Les patients qui souffrent d’une maladie rare se sentent souvent laissés à eux-mêmes par le système de santé, prévient une nouvelle étude montréalaise.

Les participants à l’étude déplorent notamment l’ignorance et parfois même l’arrogance du personnel soignant qui, trop souvent, les laisse entendre que le problème se trouve dans leur tête.

« On a vraiment été estomaqués à quel point les situations sont difficiles dans les interactions avec le personnel de la santé, a souligné un des auteurs de l’étude, le professeur Éric Racine de l’Institut de recherches cliniques de Montréal. On voit beaucoup de condescendance, de dénigrement, de discrimination, de comportement abusif aussi de la part du personnel de la santé. »

Même si de tels comportements ne sont « pas la norme », a-t-il ajouté, « il y a un risque et c’est vraiment déplorable ; c’est choquant à documenter ».

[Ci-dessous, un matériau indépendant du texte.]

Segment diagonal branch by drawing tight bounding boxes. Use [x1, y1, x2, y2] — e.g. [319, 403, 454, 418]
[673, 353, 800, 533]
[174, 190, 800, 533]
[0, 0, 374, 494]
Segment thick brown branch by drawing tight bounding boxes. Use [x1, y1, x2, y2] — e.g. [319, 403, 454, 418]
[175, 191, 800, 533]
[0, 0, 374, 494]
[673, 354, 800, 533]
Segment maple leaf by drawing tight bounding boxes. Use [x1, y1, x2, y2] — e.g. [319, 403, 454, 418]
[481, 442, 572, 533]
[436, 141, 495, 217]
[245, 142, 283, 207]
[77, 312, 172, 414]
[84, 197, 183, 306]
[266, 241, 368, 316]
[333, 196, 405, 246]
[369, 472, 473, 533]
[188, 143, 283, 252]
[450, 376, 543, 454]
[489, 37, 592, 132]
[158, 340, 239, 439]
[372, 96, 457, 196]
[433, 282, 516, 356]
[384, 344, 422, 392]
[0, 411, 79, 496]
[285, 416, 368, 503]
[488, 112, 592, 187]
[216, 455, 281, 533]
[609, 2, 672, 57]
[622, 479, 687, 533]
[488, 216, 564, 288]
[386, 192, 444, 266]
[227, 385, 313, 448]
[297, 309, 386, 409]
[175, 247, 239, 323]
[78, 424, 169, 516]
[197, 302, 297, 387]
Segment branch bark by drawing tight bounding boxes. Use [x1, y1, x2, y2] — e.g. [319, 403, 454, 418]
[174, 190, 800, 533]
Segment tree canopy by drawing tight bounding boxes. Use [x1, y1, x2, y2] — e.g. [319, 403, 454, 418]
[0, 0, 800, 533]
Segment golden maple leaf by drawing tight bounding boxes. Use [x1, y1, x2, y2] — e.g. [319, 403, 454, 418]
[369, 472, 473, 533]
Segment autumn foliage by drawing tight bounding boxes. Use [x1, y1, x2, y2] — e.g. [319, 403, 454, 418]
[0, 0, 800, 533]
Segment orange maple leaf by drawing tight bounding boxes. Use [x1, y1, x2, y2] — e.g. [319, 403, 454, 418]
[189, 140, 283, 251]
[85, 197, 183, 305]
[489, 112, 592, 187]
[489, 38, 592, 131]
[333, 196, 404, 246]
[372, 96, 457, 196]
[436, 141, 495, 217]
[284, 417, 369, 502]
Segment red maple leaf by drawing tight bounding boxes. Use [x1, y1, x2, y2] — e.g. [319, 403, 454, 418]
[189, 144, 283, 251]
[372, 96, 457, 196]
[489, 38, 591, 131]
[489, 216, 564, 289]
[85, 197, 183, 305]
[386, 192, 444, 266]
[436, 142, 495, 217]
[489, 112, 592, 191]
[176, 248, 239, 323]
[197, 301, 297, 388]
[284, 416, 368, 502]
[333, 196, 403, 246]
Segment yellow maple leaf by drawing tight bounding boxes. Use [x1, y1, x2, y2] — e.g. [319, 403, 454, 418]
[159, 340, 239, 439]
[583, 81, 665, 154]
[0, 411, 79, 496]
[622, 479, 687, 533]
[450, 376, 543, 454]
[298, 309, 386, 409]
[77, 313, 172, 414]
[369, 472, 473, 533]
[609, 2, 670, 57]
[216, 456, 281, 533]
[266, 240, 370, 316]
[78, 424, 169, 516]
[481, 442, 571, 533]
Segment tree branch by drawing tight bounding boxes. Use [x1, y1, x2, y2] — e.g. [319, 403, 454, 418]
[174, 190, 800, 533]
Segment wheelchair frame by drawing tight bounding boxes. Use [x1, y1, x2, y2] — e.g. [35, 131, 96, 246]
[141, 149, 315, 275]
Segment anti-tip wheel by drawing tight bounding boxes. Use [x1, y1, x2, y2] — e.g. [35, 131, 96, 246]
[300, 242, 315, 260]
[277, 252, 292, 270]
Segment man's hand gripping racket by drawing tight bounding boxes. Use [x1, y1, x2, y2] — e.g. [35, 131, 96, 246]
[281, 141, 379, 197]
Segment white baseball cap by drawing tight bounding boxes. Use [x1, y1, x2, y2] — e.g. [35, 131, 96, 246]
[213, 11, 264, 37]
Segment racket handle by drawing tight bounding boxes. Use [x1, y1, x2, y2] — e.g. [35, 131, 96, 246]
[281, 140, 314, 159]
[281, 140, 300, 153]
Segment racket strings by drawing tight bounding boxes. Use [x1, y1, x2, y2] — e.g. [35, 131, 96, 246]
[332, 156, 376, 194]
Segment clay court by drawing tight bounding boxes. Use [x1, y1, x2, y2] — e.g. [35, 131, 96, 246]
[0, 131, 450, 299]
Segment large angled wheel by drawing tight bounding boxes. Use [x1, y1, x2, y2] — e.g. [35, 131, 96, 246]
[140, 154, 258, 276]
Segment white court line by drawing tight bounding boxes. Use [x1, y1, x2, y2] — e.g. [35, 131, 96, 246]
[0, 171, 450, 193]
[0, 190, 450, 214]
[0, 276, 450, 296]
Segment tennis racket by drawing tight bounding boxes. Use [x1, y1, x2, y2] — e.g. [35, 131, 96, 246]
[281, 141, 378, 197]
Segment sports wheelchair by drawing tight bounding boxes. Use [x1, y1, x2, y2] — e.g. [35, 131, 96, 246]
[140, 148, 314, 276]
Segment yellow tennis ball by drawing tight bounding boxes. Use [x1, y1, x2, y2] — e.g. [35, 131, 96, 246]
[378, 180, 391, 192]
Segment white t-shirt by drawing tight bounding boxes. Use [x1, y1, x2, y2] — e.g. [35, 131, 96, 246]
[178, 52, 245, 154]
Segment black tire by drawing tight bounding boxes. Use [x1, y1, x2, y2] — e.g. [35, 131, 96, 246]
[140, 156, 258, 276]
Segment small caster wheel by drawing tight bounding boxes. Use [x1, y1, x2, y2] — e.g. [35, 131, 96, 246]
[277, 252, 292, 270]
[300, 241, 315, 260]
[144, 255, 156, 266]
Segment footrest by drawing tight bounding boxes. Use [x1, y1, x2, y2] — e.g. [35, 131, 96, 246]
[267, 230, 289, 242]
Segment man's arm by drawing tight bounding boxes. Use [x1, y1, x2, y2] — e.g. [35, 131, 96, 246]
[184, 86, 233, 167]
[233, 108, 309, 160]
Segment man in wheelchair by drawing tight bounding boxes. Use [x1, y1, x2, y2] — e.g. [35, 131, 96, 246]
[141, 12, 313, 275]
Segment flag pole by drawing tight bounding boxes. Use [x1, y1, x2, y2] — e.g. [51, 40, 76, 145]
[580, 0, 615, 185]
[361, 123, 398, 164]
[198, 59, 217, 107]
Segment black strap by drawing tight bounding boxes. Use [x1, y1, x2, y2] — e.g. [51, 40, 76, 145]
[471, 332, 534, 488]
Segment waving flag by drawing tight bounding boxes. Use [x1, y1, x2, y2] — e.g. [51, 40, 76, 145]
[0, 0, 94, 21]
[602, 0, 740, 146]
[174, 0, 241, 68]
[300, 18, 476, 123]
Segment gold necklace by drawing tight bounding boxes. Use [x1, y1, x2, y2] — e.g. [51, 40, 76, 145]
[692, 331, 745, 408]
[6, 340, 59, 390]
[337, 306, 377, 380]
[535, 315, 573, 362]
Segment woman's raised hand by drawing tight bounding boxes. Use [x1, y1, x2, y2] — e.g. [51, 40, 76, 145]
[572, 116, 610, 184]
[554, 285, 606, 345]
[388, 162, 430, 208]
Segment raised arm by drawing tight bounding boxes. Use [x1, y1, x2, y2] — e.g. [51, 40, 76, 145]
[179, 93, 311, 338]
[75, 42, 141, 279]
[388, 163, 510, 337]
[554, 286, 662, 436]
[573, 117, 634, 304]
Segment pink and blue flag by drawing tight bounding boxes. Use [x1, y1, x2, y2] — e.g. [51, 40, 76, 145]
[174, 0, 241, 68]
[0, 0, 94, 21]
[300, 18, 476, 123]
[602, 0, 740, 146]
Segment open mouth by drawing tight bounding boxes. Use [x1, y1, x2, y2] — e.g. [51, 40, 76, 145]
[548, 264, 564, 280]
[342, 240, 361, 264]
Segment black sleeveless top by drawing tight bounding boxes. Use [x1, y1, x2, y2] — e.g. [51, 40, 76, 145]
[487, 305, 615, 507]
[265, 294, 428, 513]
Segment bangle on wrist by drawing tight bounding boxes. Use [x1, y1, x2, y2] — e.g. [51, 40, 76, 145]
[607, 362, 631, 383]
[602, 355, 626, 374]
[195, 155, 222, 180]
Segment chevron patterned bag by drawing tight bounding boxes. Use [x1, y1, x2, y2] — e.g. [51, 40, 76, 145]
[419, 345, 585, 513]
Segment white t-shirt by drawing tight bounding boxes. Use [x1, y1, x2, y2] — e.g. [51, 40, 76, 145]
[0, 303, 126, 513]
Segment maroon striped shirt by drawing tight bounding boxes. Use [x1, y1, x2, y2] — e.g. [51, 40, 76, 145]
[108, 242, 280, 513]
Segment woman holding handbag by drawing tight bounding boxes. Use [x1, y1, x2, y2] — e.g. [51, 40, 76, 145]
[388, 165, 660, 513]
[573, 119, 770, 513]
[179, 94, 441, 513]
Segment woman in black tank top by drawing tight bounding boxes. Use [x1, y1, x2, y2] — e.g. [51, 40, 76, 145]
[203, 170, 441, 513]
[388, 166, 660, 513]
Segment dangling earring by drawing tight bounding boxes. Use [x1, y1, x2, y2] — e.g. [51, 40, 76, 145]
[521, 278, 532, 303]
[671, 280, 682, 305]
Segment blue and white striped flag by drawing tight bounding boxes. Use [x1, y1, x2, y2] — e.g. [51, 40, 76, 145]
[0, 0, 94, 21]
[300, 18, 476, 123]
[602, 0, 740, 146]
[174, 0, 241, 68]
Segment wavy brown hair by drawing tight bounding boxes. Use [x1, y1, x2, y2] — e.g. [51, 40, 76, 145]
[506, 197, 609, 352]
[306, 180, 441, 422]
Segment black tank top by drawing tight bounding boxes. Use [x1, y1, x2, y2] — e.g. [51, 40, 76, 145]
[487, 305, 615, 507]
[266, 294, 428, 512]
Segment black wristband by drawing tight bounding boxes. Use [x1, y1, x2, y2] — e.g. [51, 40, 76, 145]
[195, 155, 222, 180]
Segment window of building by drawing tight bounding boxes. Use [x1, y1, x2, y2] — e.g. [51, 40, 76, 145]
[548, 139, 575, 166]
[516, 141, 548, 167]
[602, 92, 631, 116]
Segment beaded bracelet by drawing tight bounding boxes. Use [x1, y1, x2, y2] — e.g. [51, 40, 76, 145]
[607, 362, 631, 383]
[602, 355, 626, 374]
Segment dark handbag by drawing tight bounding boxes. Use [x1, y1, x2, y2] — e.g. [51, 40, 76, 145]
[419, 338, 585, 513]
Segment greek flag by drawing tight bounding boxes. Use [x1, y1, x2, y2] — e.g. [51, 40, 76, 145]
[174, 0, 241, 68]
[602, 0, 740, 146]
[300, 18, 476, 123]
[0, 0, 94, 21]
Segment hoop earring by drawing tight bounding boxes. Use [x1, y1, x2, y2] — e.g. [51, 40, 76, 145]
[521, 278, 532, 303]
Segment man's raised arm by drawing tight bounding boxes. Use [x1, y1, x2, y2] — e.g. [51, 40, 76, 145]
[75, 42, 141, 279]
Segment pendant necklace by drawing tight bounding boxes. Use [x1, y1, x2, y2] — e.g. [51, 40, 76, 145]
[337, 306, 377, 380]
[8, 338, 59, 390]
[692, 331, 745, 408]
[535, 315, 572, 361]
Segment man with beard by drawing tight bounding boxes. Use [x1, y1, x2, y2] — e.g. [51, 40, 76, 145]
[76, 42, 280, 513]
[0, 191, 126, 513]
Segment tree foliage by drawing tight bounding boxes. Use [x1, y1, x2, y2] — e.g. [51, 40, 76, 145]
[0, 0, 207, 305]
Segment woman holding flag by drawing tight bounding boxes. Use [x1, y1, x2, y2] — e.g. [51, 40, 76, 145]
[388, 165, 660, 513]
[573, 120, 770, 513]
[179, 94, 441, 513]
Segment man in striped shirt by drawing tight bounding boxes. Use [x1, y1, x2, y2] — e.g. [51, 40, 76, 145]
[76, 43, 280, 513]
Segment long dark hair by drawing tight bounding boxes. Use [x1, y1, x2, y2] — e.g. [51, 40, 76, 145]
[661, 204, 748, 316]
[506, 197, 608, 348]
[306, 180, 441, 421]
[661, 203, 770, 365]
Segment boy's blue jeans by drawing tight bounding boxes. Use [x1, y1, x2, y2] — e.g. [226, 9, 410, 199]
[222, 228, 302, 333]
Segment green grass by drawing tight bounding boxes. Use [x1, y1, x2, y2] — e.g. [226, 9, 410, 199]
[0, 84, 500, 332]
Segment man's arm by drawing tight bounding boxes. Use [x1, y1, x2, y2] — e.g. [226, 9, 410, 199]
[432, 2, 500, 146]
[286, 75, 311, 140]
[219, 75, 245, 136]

Les patients en viennent à développer une méfiance envers le système de santé, au point de refuser de demander des soins ou de n’utiliser le système qu’au strict minimum, a prévenu M. Racine.

« Quand une personne fait l’objet de comportements abusifs et harcelants de la part du personnel de la santé, ça mine beaucoup la confiance future envers les soins de santé et les services sociaux », a-t-il dit.

Syndrome d’Ehlers-Danlos

Les résultats de cette étude s’appuient sur les questionnaires remplis par une centaine de patients âgés de 19 à 75 ans, qui souffraient ensemble de 82 maladies rares différentes. Les trois quarts des participants avaient une seule maladie, mais un d’entre eux en avait six.

La maladie rare la plus commune parmi les participants, à 16 %, était le syndrome d’Ehlers-Danlos, un trouble qui affecte les tissus connectifs du corps. La peau de ceux qui en sont atteints peut être très fragile, ou la paroi de leurs vaisseaux sanguins ou de leurs intestins peut se rompre facilement.

Les participants à l’étude ont rapporté une multitude de problèmes, d’un délai avant d’obtenir un diagnostic jusqu’aux médecins qui refusent de les traiter en passant par le manque de disponibilité des soins et des ressources dont ils auraient besoin. Ils ont aussi témoigné de l’impact négatif de leurs problèmes de santé sur leur carrière, leurs études, leur niveau de vie, leur santé mentale et leurs interactions avec leur entourage.

Une femme atteinte du syndrome d’Ehlers-Danlos a ainsi raconté aux chercheurs avoir été reçue, après trois mois d’attente, par une interniste qui lui a dit qu’elle n’avait « rien », qui ne semblait pas avoir étudié son dossier et qui n’a pas voulu l’écouter quand elle a voulu lui parler de ce syndrome.

« Elle était arrogante, condescendante et fermée d’esprit », a dénoncé la patiente.

Un patient atteint d’une autre maladie a raconté avoir été envoyé en psychiatrie quand il s’est présenté à l’urgence avec une douleur insupportable.

« Un sentiment qu’on documente dans notre étude, c’est le sentiment d’abandon par le système de santé, a dit M. Racine. Et c’est vraiment déplorable. Il faut mieux accompagner les personnes. »

Mal étudiées et mal comprises

Une maladie rare, a rappelé Éric Racine, touche tout au plus une personne sur 2000. Ce sont donc des problèmes de santé qui sont mal étudiés et mal compris, au point où certains professionnels de la santé pourront même douter de leur existence.

« On a tendance (…) en fin de compte à dire que la maladie est entre les deux oreilles de la personne, et puis ça, ça nuit aussi à la crédibilité de réaliser des études sur ces maladies, a-t-il dit. Il y a beaucoup de chemin à faire pour sensibiliser aux dimensions humaines et médicales des maladies rares. »

Ce manque de connaissances mêlé à la stigmatisation dont sont souvent victimes les patients atteints de maladies rares crée un « cocktail explosif », a indiqué M. Racine.

S’il est plus simple pour nous de comprendre des problèmes de santé comme le diabète ou le cholestérol parce que l’on connaît des gens qui en souffrent, a-t-il dit, il faut reconnaître l’impact collectif des maladies rares.

On retrouve au Québec entre sept et huit mille maladies rares qui, au total, touchent environ 500 000 personnes, sur une population totale d’environ huit millions d’habitants. C’est donc à dire qu’un peu plus de 6 % des Québécois doivent composer avec cette réalité. Malgré cet « éparpillement », a rappelé M. Racine, « collectivement, ça a un gros impact sur notre société ».

Le gouvernement du Québec s’est doté d’une politique sur les maladies rares en 2022, puis plus récemment d’un plan d’action sur les maladies rares, et il fait bonne figure à ce chapitre à l’échelle canadienne, a souligné M. Racine.

Les conclusions de cette étude ont été publiées par la revue scientifique HEC Forum.